C’est un retour triomphal. Piescaret envoie un messager à Sillery pour annoncer au missionnaire son retour le lendemain ; il demande d’aviser le gouverneur général. Le temps venu, les canots algonquins paraissent sur le fleuve ; les guerriers chantent, les scalps flottent au vent. La foule se précipite sur le rivage. Des salves de mousqueterie accueillent les vainqueurs.

Le capitaine de Sillery salue Piescaret : « Nous prenons plaisir de te voir, tu t’es vaillamment comporté, chacun se réjouit de ta venue… »[1]. Debout dans son canot, Piescaret répond en peu de mots. Le missionnaire harangue la foule. Le Gouverneur a envoyé une escouade de soldats qui tirent à leur tour de l’arquebuse.

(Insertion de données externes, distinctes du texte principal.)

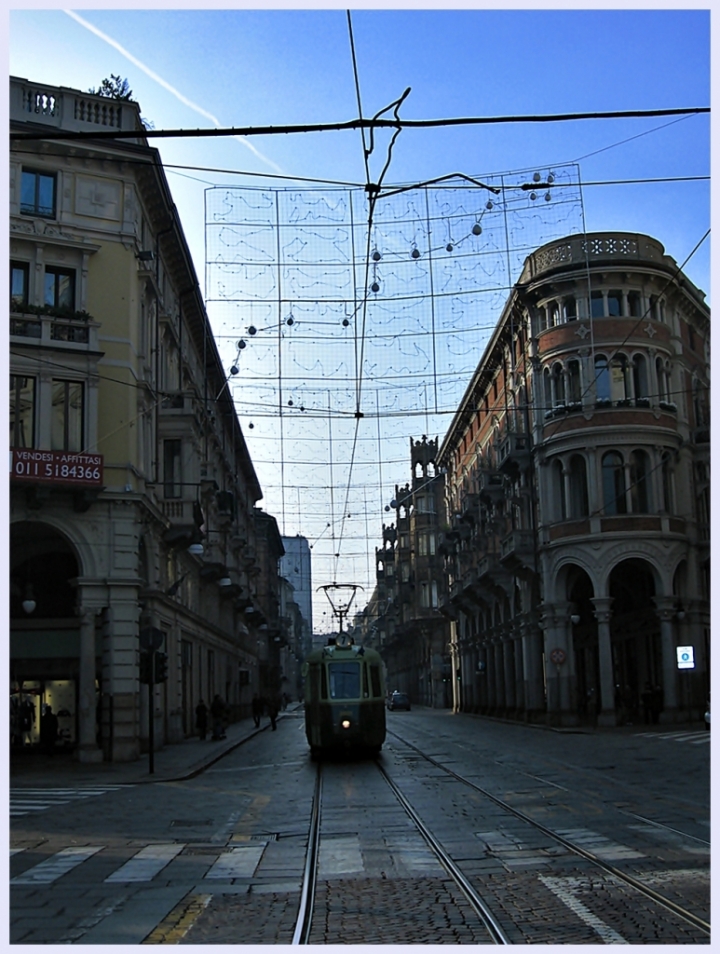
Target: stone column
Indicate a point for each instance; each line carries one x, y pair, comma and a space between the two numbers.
532, 669
88, 750
665, 606
509, 671
602, 608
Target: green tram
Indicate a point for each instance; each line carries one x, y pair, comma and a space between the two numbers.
344, 698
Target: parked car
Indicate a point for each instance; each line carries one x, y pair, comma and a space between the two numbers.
399, 700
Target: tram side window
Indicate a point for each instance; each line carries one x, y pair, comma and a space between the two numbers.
344, 680
323, 687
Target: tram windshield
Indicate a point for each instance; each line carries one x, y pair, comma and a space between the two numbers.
344, 680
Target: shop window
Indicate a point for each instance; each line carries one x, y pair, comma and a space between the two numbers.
19, 285
22, 411
579, 505
172, 468
613, 479
59, 289
67, 415
37, 193
639, 482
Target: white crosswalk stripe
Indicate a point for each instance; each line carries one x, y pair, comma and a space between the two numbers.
56, 866
144, 866
26, 800
146, 863
694, 737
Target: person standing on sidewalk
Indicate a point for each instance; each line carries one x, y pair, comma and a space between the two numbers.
201, 719
257, 709
273, 709
217, 711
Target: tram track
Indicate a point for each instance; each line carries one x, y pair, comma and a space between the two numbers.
303, 928
624, 877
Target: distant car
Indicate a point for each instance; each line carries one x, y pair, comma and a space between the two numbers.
399, 700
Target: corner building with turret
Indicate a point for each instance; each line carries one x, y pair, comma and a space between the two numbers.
577, 486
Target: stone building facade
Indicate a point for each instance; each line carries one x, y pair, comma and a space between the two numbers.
409, 629
132, 493
577, 485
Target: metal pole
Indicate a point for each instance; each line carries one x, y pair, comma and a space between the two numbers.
151, 713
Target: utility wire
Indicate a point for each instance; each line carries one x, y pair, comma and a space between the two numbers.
374, 123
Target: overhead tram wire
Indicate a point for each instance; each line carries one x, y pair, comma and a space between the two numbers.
374, 123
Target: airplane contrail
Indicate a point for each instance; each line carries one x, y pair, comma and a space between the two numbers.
171, 89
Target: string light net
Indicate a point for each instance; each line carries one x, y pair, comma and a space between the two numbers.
345, 338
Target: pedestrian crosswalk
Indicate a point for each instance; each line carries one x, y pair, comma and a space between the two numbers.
693, 736
145, 865
26, 800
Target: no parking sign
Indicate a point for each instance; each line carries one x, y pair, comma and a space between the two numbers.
686, 657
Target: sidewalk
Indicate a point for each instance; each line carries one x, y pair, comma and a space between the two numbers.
173, 763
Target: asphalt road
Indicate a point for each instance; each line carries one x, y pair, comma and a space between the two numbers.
219, 858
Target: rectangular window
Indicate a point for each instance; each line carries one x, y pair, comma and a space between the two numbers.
172, 468
597, 305
59, 289
22, 411
19, 283
67, 416
615, 303
37, 193
344, 680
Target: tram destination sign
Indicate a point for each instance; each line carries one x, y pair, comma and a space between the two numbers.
56, 467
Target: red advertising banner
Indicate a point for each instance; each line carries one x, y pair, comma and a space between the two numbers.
56, 467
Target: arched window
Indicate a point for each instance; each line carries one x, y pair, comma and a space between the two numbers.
613, 476
619, 390
661, 373
573, 382
558, 392
640, 383
547, 390
666, 472
579, 506
602, 378
639, 492
558, 484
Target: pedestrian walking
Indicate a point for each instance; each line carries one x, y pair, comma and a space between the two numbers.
201, 719
217, 711
273, 709
48, 730
257, 709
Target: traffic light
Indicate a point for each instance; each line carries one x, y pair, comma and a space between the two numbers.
160, 667
146, 668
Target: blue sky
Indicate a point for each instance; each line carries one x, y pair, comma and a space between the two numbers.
261, 67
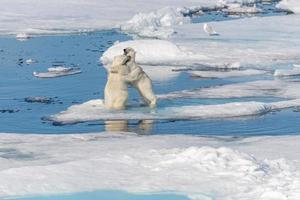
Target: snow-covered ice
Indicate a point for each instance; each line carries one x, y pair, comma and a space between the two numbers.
50, 17
227, 74
288, 72
94, 110
257, 41
54, 72
198, 167
261, 88
158, 24
292, 5
152, 52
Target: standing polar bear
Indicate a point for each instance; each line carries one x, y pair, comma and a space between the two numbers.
139, 79
116, 89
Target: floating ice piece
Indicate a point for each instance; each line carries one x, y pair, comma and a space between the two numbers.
209, 30
287, 72
30, 61
44, 100
152, 52
22, 36
291, 5
155, 24
265, 88
95, 110
233, 10
57, 72
227, 74
250, 167
296, 66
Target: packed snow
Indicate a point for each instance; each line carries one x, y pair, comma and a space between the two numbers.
94, 110
257, 41
151, 52
54, 72
198, 167
227, 74
288, 72
261, 88
158, 24
292, 5
49, 17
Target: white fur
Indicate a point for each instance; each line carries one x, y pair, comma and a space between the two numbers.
139, 79
116, 90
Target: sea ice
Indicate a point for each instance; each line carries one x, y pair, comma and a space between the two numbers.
227, 74
288, 72
262, 88
156, 24
94, 110
57, 72
292, 5
198, 167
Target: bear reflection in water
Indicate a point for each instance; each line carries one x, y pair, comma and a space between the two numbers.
142, 127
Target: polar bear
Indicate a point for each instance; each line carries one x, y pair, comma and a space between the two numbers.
116, 90
139, 79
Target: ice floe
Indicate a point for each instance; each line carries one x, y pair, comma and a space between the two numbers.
30, 61
152, 52
94, 110
288, 72
158, 24
209, 30
227, 74
234, 9
263, 88
52, 17
22, 36
292, 5
57, 72
255, 42
198, 167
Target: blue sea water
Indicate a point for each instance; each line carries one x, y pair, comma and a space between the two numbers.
84, 50
108, 195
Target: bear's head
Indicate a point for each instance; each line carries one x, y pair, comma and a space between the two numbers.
130, 52
117, 62
120, 60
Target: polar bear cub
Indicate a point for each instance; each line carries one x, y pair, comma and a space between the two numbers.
139, 79
116, 90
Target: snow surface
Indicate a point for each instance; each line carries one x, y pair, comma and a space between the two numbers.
156, 24
287, 72
256, 41
264, 88
54, 72
56, 16
200, 167
94, 110
292, 5
151, 52
227, 74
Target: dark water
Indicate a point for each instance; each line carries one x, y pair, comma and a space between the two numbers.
20, 115
108, 195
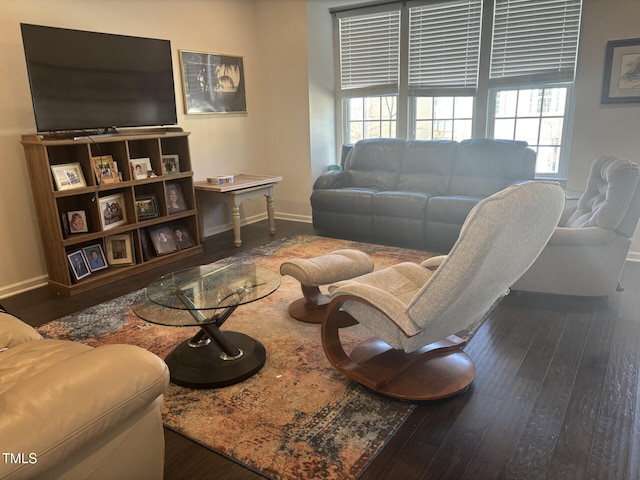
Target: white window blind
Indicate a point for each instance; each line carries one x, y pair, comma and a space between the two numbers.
535, 38
370, 50
444, 44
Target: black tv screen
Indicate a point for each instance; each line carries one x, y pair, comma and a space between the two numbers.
91, 81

Les occupants des canots descendent sur le rivage, au pied de la falaise. Les Agniers s’attendent au supplice. Mais les chrétiens de Sillery ont abandonné leurs cruelles coutumes ; les femmes n’entourent pas les prisonniers pour leur infliger des tortures préliminaires. Cependant, les jeunes filles exécutent des danses pour se réjouir de la belle victoire. Tous prennent part à un festin. Une vieille Indienne dont le père, le mari, les enfants ont subi de durs tourments en Iroquoisie, caresserait bien un peu ces prisonniers avec la hache ou le canon de fusil rougis au feu. Mais elle se contient au grand étonnement des prisonniers.

Le surlendemain de cette arrivée triomphale, le Gouverneur se présente à Sillery. Il entre dans la maison des Jésuites qui a subsisté au même lieu depuis ce temps lointain. Un conseil a lieu. Piescaret

  1. Idem, 1645-21.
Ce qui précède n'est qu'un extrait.